Now the suit is back – but it’s bolder and (in some cases literally) bigger than ever, embracing new shapes and shades, fabrics and fits. It’s taken its cue from a decade or more of street and sportswear-oriented dressing down and is driving new, more distinctive, less codified ways of dressing up. And, if you believe those in the fashion world, this isn’t just a passing trend before we all go back to dressing like bankers for the 9-to-5. It’s the suit re-defined for the 21st century.

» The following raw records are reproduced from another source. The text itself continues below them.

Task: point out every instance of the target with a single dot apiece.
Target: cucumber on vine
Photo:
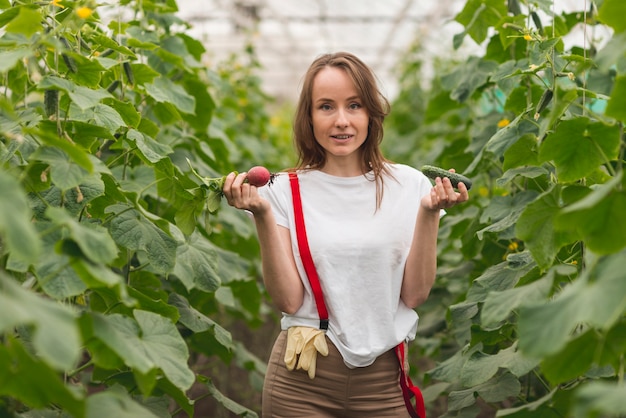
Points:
(433, 172)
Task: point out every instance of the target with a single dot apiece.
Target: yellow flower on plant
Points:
(84, 12)
(503, 123)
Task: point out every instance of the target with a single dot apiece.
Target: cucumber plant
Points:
(527, 315)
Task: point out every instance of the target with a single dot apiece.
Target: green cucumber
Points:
(433, 172)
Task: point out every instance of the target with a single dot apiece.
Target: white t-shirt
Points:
(359, 253)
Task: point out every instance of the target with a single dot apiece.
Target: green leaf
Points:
(121, 334)
(150, 149)
(196, 264)
(600, 399)
(132, 230)
(126, 110)
(499, 304)
(143, 73)
(610, 13)
(464, 81)
(617, 103)
(594, 217)
(18, 234)
(535, 228)
(226, 402)
(10, 58)
(506, 137)
(55, 274)
(502, 276)
(115, 403)
(503, 211)
(64, 172)
(33, 382)
(89, 71)
(164, 90)
(196, 321)
(93, 240)
(481, 367)
(56, 338)
(27, 22)
(164, 345)
(100, 114)
(86, 98)
(578, 146)
(495, 390)
(596, 298)
(573, 360)
(108, 43)
(478, 16)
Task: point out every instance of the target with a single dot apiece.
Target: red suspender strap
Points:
(408, 389)
(305, 253)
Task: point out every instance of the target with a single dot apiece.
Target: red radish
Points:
(259, 176)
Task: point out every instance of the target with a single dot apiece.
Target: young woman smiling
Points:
(371, 227)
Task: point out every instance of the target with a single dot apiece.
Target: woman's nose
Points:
(342, 119)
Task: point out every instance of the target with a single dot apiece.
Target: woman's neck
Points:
(343, 167)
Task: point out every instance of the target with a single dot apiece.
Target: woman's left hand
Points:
(443, 195)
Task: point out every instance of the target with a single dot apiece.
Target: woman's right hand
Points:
(242, 195)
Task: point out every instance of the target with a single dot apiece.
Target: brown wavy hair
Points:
(310, 154)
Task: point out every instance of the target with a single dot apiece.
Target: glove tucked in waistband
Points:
(303, 344)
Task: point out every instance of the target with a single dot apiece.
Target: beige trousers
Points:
(337, 391)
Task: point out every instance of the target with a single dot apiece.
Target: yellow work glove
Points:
(303, 344)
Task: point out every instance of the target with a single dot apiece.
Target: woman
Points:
(372, 231)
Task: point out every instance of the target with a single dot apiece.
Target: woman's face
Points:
(340, 122)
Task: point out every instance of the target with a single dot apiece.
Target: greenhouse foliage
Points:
(118, 274)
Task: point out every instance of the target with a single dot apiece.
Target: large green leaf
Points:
(600, 399)
(504, 211)
(578, 146)
(152, 150)
(144, 343)
(481, 367)
(500, 277)
(499, 304)
(535, 227)
(598, 299)
(165, 90)
(100, 114)
(463, 82)
(196, 264)
(8, 59)
(196, 321)
(234, 407)
(33, 382)
(594, 217)
(617, 103)
(612, 12)
(132, 230)
(93, 240)
(56, 338)
(18, 234)
(86, 98)
(64, 171)
(478, 16)
(574, 360)
(115, 403)
(27, 22)
(497, 389)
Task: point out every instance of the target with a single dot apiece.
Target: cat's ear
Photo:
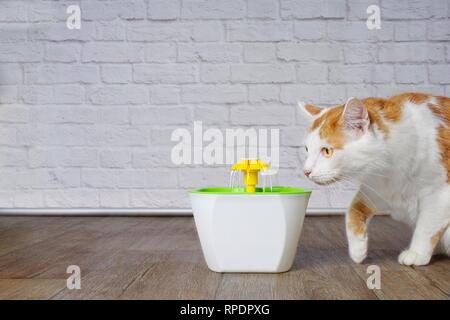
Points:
(356, 116)
(310, 111)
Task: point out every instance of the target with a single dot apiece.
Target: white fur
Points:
(403, 171)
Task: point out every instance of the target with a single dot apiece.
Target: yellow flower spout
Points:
(251, 168)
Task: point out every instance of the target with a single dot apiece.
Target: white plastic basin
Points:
(249, 232)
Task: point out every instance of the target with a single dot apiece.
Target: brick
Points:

Why The Suit Is Coming Back
For many men, a suit is what was worn to work. It’s about conformity and bureaucracy, so it came to symbolise work, too. These days there are new ideas of smartness in the workplace. So-called white-collar workers can wear hoodies in many businesses and even banks and law firm have softened their old rules around tailoring. The suit looked to be losing its place in society for all but the most formal of occasions, especially as casual dress now favours more streetwear-driven style over tailoring. It may have looked as though the suit was more or less doomed.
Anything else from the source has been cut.